Quickstart Guide#
This guide walks you through launching the Cosmos Embed1 NIM and generating your first text and video embeddings.
Downloading the NIM#
Pull the Cosmos Embed1 NIM container from NGC:
docker pull nvcr.io/nim/nvidia/cosmos-embed1:1.0.0
Launch the NIM#
The following Docker command will launch the NIM with default parameters for the host hardware.
docker run -it --rm --runtime=nvidia --name=cosmos-embed1 --gpus device=0 -p 8000:8000 -e NGC_API_KEY=$NGC_API_KEY nvcr.io/nim/nvidia/cosmos-embed1:1.0.0
Upon successful startup, the NIM will print the following to stdout
:
===============================================================================
NIM Cosmos Embed1 Service Ready!
FastAPI server is now accepting requests
API documentation available at: http://localhost:8000/docs
Health check endpoint: http://localhost:8000/v1/health/ready
===============================================================================
Check the NIM Health#
Invoking with cURL#
To check the health of the NIM using cURL, execute the following command:
curl -X GET http://localhost:8000/v1/health/ready -H 'accept: application/json'
Upon a successful health check, you should receive a JSON response similar to this:
{
"object": "health.response",
"message": "NIM Service is ready"
}
Invoking with Python#
You can also check the NIM health programmatically using Python:
import requests
r = requests.get("http://localhost:8000/v1/health/ready")
if r.status_code == 200:
print("NIM is ready!")
else:
print("NIM not ready:", r.text)
Submit an Embedding Request#
Invoking with cURL#
To submit an embedding request using cURL, send a POST request to the
/v1/embeddings
endpoint with your input data:
curl -X POST http://localhost:8000/v1/embeddings \
-H 'Content-Type: application/json' \
-d '{
"input": [
"The quick brown fox jumps over the lazy dog"
],
"request_type": "query",
"encoding_format": "float",
"model": "nvidia/cosmos-embed1"
}'
Invoking a video query with Python and base64#
import base64
import requests
# Example sample video:
# https://upload.wikimedia.org/wikipedia/commons/3/3d/Branko_Paukovic%2C_javelin_throw.webm
# If needed, from a shell you can download it with one line:
# wget -O javelin_throw.webm "https://upload.wikimedia.org/wikipedia/commons/3/3d/Branko_Paukovic%2C_javelin_throw.webm"

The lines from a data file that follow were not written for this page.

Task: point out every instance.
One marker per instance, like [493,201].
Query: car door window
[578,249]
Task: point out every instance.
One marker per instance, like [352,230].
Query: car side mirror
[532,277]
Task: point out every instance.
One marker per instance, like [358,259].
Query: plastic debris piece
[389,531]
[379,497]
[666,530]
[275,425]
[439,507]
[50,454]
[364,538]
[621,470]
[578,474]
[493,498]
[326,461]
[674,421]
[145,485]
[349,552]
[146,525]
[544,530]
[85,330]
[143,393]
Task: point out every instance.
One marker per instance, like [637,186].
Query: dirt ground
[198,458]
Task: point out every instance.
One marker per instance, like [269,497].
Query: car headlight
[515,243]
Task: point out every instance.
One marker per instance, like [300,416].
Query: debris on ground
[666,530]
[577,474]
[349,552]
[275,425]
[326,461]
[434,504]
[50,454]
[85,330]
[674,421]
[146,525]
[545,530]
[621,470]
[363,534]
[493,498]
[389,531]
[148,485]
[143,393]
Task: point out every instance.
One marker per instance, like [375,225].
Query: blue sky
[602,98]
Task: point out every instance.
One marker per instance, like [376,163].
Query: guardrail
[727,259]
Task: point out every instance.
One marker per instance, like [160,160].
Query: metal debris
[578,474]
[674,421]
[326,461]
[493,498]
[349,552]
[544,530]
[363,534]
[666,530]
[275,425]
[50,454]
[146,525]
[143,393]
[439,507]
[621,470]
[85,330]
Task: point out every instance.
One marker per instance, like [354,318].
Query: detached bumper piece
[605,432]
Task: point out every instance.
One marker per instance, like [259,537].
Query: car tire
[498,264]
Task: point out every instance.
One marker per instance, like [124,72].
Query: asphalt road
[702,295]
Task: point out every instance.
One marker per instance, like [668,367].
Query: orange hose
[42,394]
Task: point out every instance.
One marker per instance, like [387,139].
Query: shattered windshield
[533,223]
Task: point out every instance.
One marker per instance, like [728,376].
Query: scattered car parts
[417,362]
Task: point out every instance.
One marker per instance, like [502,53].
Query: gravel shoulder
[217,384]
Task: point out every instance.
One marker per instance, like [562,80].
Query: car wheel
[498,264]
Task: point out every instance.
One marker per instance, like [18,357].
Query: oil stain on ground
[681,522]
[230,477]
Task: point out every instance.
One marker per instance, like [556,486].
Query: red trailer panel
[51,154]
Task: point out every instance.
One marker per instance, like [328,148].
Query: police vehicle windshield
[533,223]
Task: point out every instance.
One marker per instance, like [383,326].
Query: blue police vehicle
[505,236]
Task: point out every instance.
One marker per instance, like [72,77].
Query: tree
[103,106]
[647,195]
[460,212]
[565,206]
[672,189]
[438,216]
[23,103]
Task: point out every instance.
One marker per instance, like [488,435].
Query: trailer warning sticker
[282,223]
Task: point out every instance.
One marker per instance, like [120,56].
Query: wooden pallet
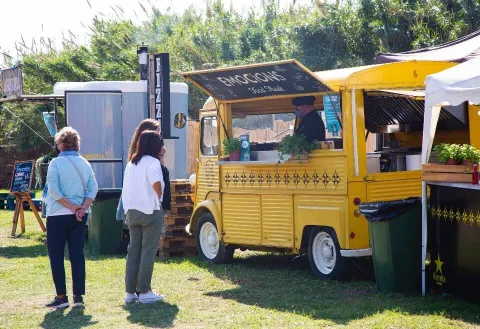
[183,198]
[171,220]
[180,187]
[177,253]
[181,209]
[174,231]
[177,242]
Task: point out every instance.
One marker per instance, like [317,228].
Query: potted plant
[231,148]
[449,154]
[297,146]
[469,155]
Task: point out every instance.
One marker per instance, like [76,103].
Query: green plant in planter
[448,153]
[231,145]
[296,144]
[468,153]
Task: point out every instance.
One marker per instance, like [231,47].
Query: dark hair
[149,143]
[147,124]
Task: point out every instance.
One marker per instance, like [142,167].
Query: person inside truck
[309,122]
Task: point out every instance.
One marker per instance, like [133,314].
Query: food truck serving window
[264,128]
[209,144]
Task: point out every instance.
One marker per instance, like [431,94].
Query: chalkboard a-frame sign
[22,177]
[257,81]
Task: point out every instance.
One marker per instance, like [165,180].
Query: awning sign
[255,81]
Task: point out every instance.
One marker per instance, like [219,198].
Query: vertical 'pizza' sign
[162,92]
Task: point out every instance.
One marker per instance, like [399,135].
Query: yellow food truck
[264,203]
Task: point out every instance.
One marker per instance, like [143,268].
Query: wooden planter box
[446,173]
[298,158]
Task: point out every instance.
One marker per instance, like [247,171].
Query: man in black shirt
[309,122]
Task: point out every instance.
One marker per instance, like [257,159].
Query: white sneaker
[130,298]
[150,297]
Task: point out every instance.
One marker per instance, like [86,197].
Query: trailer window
[209,142]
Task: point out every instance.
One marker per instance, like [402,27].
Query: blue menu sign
[331,105]
[22,177]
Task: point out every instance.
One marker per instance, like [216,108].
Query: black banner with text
[247,82]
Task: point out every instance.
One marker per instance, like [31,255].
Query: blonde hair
[147,124]
[70,139]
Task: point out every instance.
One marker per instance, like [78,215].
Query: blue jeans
[62,229]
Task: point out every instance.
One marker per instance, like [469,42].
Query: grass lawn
[256,291]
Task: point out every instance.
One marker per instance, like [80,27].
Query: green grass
[256,291]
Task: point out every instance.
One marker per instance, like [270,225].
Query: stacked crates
[175,242]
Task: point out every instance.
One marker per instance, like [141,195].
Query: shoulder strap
[78,172]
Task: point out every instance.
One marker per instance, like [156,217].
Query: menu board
[22,177]
[256,81]
[332,108]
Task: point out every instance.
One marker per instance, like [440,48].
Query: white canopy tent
[453,86]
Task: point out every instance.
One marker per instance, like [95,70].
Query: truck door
[97,116]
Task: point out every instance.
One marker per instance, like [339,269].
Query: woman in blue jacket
[71,190]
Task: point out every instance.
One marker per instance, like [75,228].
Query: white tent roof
[455,85]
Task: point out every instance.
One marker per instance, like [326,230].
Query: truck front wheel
[324,254]
[209,246]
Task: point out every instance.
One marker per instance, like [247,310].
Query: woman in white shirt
[142,202]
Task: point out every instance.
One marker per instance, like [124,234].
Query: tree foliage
[323,35]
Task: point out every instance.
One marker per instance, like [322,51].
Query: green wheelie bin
[105,233]
[395,229]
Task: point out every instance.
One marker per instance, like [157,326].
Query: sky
[33,19]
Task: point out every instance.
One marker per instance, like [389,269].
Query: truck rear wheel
[324,254]
[209,246]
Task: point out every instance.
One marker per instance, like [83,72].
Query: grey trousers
[145,231]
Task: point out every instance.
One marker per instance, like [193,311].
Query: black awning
[286,78]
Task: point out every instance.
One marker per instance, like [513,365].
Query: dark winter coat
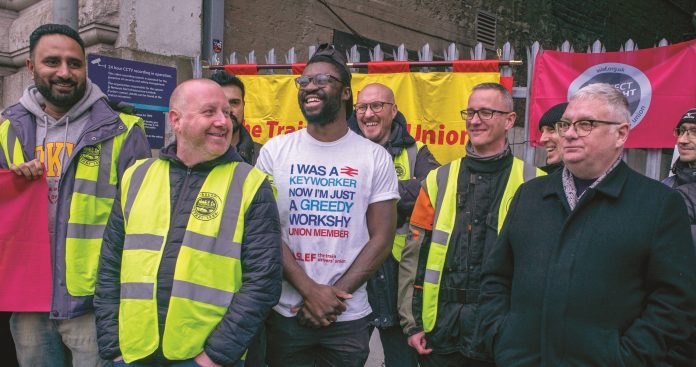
[611,283]
[260,257]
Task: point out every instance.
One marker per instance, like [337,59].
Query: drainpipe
[65,12]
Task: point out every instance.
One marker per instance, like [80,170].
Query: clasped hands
[322,305]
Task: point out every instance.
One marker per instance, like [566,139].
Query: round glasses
[375,106]
[679,131]
[484,113]
[582,127]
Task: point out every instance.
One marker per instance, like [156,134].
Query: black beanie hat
[553,115]
[689,116]
[327,53]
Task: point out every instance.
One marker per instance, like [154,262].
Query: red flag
[25,253]
[660,84]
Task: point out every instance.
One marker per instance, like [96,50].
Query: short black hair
[223,78]
[327,53]
[49,29]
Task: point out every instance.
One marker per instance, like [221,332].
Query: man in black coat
[191,261]
[594,265]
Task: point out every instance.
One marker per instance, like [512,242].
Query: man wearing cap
[684,181]
[337,196]
[377,118]
[192,284]
[235,92]
[550,139]
[457,216]
[610,280]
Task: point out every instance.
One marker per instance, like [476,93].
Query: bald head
[187,89]
[200,116]
[382,90]
[375,112]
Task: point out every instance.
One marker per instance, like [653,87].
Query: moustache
[63,81]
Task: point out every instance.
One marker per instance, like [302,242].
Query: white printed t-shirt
[324,189]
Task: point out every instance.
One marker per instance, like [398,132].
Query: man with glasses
[610,280]
[550,138]
[377,118]
[337,196]
[454,224]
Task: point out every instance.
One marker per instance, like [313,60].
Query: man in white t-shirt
[337,195]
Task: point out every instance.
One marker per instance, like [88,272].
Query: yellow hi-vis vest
[441,186]
[208,270]
[405,165]
[92,198]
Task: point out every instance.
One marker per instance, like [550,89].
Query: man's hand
[32,170]
[321,307]
[417,342]
[205,361]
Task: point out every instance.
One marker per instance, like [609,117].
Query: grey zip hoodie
[55,139]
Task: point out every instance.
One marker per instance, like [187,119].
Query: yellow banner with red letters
[430,102]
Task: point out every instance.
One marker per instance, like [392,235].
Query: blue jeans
[186,363]
[341,344]
[41,342]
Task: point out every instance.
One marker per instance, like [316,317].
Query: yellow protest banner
[430,101]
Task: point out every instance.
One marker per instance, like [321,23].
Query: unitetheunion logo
[627,79]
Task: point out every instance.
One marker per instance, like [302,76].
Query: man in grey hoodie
[63,128]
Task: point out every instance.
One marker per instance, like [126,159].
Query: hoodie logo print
[89,156]
[51,158]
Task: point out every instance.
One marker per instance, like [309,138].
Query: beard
[329,110]
[60,99]
[235,124]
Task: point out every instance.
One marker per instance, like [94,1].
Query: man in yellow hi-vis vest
[191,261]
[377,118]
[454,224]
[64,129]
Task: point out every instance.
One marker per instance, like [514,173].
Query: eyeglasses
[484,113]
[679,131]
[320,80]
[582,127]
[375,106]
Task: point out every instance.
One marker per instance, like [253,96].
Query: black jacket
[382,287]
[480,188]
[611,283]
[261,263]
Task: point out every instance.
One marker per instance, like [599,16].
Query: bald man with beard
[377,118]
[192,284]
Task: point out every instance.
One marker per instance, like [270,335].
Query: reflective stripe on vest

video_file = "./javelin_throw.webm"
# Read the video file in binary mode
with open(video_file, 'rb') as f:
video_bytes = f.read()
video_b64 = base64.b64encode(video_bytes).decode('utf-8')
payload = {
"input": [
f"data:video/webm;base64,{video_b64}"
],
"request_type": "query",
"encoding_format": "float",
"model": "nvidia/cosmos-embed1"
}
r = requests.post("http://localhost:8000/v1/embeddings", json=payload)
print(r.json())
Invoking bulk_video request with Python#
Here’s an example of submitting an embedding request using Python,
specifically for a bulk_video
request type. This request type
exclusively accepts video URLs. The video URLs must be accessible from
the NIM host system. Up to 64 video URLs can be submitted in a single
request while maintaining optimal performance:
import requests
# Correct example for bulk_video (only video URLs)
payload = {
"input": [
"data:video/webm;presigned_url,<video_url_1>",
"data:video/webm;presigned_url,<video_url_2>"
],
"request_type": "bulk_video",
"encoding_format": "float",
"model": "nvidia/cosmos-embed1"
}
r = requests.post("http://localhost:8000/v1/embeddings", json=payload)
print(r.json())
Stopping the Container#
Use the following commands to stop and remove the running container:
docker stop cosmos-embed1
docker rm cosmos-embed1
Caching the Model#
Create a model cache directory on the host machine:
export LOCAL_NIM_CACHE="$HOME/.cache/cosmos-embed1"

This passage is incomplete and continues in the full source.